To quote Allen, “On Twitter, people of color in activist communities, who have long critiqued Dunham for her problematic statements on race, are even beginning to refer to her as “Teflon” because nothing ever seems to stick to her.”

The “people of color in activist communities” have only one real complaint about Lena Dunham, the scarcity of people of color on her show. She has responded to this with unappreciated candor; her cast reflects the social circles she travels in, and these social circles are mostly white. Oddly enough, Lena Dunham’s decision not to write about people of color reflects far more respect, than writing about people she knows nothing about.

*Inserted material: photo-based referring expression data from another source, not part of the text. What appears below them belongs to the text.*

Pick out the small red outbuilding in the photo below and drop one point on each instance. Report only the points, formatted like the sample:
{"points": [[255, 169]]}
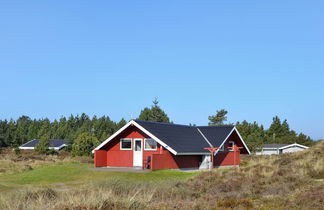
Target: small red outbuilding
{"points": [[157, 145]]}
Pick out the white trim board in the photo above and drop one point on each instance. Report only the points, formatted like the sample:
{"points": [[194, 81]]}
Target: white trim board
{"points": [[234, 129], [291, 145]]}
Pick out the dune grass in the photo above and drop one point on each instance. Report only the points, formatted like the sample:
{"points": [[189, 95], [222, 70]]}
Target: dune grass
{"points": [[290, 181], [78, 173]]}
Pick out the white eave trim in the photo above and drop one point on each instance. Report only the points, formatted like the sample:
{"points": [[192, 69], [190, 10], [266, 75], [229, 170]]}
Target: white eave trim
{"points": [[132, 122], [295, 144], [234, 129]]}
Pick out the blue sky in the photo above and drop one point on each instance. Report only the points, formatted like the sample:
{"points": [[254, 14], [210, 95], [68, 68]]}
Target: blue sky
{"points": [[256, 59]]}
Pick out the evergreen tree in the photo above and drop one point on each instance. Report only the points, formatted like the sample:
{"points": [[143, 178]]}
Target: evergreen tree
{"points": [[43, 145], [84, 144], [219, 118]]}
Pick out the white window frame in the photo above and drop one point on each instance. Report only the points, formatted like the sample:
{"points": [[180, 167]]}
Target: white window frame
{"points": [[130, 139], [150, 149], [232, 143]]}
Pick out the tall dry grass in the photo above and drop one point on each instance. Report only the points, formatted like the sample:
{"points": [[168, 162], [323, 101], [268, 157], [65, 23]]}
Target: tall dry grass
{"points": [[11, 163], [290, 181]]}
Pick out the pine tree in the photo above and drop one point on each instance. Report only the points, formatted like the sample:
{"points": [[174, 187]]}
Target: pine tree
{"points": [[219, 118], [155, 114], [43, 145], [84, 144]]}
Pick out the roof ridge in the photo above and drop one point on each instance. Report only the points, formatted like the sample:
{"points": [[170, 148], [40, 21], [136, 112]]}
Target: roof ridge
{"points": [[163, 123], [215, 126]]}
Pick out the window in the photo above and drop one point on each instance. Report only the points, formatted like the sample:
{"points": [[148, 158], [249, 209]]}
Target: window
{"points": [[150, 144], [222, 148], [125, 144], [231, 144]]}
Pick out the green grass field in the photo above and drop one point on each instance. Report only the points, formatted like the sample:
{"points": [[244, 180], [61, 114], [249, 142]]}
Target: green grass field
{"points": [[73, 173]]}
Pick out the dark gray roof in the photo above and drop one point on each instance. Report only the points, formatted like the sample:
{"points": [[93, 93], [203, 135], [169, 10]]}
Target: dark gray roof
{"points": [[187, 139], [52, 142], [274, 145]]}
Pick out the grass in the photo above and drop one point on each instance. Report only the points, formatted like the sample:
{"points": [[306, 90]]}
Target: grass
{"points": [[73, 173], [290, 181]]}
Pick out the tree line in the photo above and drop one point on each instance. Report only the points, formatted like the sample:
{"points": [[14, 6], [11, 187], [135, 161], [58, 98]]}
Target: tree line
{"points": [[84, 133], [256, 135]]}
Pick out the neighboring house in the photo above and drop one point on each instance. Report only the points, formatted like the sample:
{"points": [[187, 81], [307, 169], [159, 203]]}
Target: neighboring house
{"points": [[169, 146], [55, 144], [277, 149]]}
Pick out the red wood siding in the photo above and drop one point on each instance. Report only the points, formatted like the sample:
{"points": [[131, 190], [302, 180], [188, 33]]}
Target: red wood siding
{"points": [[226, 158], [111, 155], [170, 161], [100, 157]]}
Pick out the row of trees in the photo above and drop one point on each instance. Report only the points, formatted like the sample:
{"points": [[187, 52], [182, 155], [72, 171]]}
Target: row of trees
{"points": [[84, 133], [14, 133], [256, 135]]}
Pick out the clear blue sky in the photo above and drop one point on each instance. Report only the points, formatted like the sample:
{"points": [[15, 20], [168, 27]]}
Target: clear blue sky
{"points": [[256, 59]]}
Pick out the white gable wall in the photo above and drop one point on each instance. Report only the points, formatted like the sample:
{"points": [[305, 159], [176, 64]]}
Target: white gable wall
{"points": [[294, 148]]}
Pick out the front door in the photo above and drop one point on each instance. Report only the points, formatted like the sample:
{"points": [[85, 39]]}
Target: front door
{"points": [[138, 153]]}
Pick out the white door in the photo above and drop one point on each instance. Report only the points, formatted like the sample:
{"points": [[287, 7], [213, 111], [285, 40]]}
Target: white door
{"points": [[138, 153]]}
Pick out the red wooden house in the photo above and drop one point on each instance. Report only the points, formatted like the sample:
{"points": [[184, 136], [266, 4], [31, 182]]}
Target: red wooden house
{"points": [[169, 146]]}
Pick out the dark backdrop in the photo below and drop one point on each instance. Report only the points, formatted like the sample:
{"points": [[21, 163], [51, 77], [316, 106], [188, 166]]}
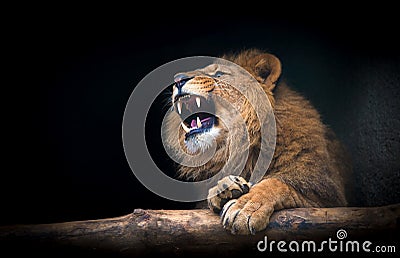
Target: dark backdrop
{"points": [[72, 76]]}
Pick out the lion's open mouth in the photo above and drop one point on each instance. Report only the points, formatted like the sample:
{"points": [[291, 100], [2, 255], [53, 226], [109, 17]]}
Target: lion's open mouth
{"points": [[196, 113]]}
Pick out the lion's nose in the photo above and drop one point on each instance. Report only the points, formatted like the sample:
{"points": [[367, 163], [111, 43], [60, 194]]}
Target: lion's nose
{"points": [[181, 79]]}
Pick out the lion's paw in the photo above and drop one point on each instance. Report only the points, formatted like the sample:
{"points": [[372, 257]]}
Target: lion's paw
{"points": [[246, 215], [228, 188]]}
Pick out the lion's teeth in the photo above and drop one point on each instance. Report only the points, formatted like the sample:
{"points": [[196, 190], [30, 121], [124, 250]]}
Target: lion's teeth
{"points": [[179, 105], [198, 122], [185, 127]]}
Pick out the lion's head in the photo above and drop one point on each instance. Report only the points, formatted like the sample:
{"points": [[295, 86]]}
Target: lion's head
{"points": [[212, 112]]}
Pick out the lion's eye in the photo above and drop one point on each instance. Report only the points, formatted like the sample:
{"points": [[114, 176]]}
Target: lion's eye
{"points": [[218, 74]]}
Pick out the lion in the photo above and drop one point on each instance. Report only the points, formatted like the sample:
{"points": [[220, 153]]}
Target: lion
{"points": [[309, 167]]}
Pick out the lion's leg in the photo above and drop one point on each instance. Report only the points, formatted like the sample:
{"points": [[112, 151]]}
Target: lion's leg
{"points": [[251, 212], [228, 188]]}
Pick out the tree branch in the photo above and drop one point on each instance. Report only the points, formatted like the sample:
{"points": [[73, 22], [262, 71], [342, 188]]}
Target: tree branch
{"points": [[199, 231]]}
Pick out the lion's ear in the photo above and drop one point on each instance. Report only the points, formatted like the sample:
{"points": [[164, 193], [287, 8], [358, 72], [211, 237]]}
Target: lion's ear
{"points": [[267, 69]]}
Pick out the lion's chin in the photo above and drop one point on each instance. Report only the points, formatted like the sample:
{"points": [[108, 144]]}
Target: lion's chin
{"points": [[202, 142]]}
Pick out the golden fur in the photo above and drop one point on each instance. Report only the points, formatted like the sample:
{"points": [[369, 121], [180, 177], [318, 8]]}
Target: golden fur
{"points": [[309, 167]]}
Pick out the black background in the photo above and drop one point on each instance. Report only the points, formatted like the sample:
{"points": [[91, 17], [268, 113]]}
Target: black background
{"points": [[72, 74]]}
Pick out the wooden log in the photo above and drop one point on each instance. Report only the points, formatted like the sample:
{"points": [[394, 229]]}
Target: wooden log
{"points": [[198, 231]]}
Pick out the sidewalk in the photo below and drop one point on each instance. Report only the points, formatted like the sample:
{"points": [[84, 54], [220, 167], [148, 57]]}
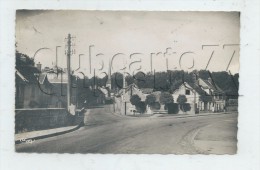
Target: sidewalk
{"points": [[41, 134]]}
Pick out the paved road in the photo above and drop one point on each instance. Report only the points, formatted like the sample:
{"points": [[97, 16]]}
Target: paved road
{"points": [[109, 133]]}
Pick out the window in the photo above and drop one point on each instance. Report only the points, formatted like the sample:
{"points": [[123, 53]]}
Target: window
{"points": [[187, 92]]}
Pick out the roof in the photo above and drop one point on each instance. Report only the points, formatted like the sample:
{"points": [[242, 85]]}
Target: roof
{"points": [[193, 86], [147, 90]]}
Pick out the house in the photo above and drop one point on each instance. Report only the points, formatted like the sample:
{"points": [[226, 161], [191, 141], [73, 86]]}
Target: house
{"points": [[59, 80], [205, 96], [192, 94], [218, 95]]}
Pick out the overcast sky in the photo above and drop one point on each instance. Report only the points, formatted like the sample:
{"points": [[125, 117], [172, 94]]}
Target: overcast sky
{"points": [[180, 34]]}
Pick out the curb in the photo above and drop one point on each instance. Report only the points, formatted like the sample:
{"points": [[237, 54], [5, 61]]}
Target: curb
{"points": [[50, 135]]}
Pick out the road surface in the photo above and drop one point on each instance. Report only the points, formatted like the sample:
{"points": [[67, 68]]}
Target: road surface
{"points": [[106, 132]]}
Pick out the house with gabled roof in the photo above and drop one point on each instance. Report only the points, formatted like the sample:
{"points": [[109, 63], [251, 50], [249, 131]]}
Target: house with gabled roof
{"points": [[32, 88], [197, 94]]}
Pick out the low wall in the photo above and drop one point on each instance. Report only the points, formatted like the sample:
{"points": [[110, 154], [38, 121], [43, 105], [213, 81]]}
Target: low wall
{"points": [[44, 118]]}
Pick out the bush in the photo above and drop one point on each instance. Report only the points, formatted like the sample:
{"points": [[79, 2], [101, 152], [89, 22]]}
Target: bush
{"points": [[141, 107]]}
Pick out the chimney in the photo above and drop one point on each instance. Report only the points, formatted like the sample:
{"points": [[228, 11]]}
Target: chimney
{"points": [[39, 66]]}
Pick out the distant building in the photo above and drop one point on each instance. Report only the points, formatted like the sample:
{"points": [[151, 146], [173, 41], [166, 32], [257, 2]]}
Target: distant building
{"points": [[32, 88], [195, 92]]}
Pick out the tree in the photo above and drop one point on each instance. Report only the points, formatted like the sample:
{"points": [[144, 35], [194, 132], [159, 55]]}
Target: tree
{"points": [[181, 100], [135, 100], [150, 99], [166, 98]]}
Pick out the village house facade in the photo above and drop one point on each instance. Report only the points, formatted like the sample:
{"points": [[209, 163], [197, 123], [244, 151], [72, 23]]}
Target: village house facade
{"points": [[204, 96]]}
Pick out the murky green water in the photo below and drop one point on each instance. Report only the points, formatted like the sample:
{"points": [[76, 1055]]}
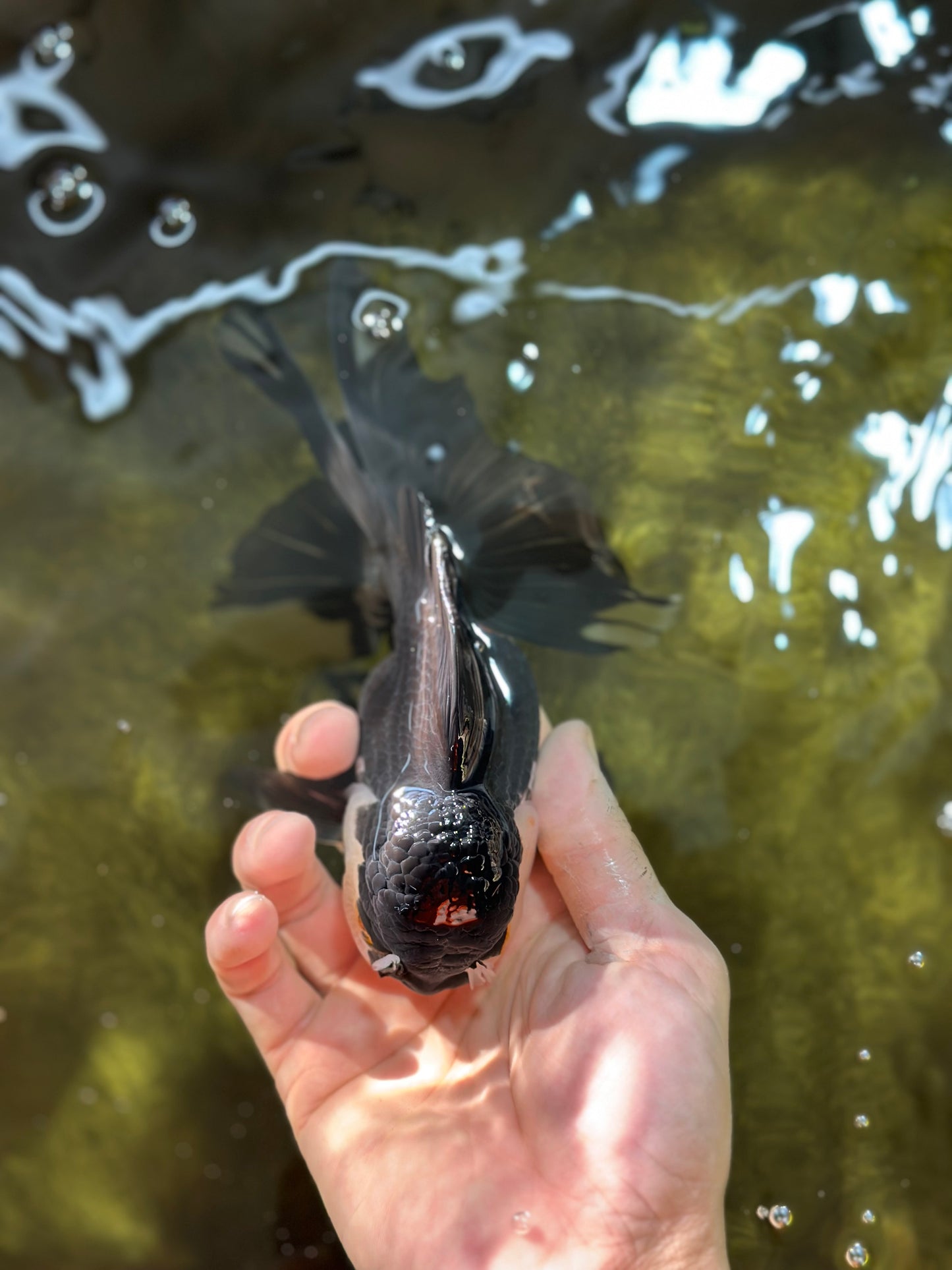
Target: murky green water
{"points": [[791, 797]]}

As noted previously, left-wing sex scandals are rarely about sex, but a proxy for fighting other internal battles. For “people of color in activist communities,” Lena Dunham symbolizes the white upper-class feminist establishment that they feel excludes them. Lena Dunham is an upper-class white woman who writes and directs a show about upper-class white women, and her work is lauded by the upper-class white women who run the feminist movement.

In the end, this scandal reveals more about what divides feminists than anything else. Far from being unified by common interests and shared beliefs, feminists have little in common aside from biology. People often dismiss the right as a collection of special interests and single-issue types, but the left isn’t all that different. Careful analysis reveals that the left is every bit as narrow and factional as the right, it just does a better job of papering over these differences.